Hands-on Tutorials
Spotify API and Audio Features
One gal’s journey to make a playlist her mom can dance to
Tableau Public Dashboard (only looks good on desktop, honestly)
Jupyter Notebook
This is a follow-up to my previous post, Visualizing Spotify Data with Python and Tableau.
The most fun I’ve ever had dancing on a night out was when I went to an Indie Night on a Tuesday in London in 2015. I have frequently exercised while listening to Phoebe Bridgers. This morning I looked at the “Sad Girl Starter Pack” playlist on Spotify and thought “wow these songs are all bops!” Needless to say, I am not the best person to ask to DJ a party.
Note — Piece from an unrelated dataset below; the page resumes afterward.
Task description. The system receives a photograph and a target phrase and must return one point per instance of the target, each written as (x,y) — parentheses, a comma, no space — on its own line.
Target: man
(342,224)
This summer, I was tasked with picking the music for a 12 hour car ride with my 66-year-old father, 62-year-old mother, 13-year-old dog, and 4-year-old nephew. The criteria? “Something I can dance to,” according to my mom. I knew this meant no Lana Del Rey, but beyond that I wasn’t sure. I landed on this Guardians of the Galaxy playlist, which was definitely a crowd pleaser. But I was curious what songs within my own library would be considered “danceable.”
Fortunately, after downloading my library from Spotify I was able to use Spotify’s API to pull a number of audio features about each song: Danceability, Energy, Instrumentalness, Popularity, Speechiness, and Tempo. I can now see which songs in my library score highest/lowest on these metrics, as well as how my most-played songs & artists fall on the spectrum.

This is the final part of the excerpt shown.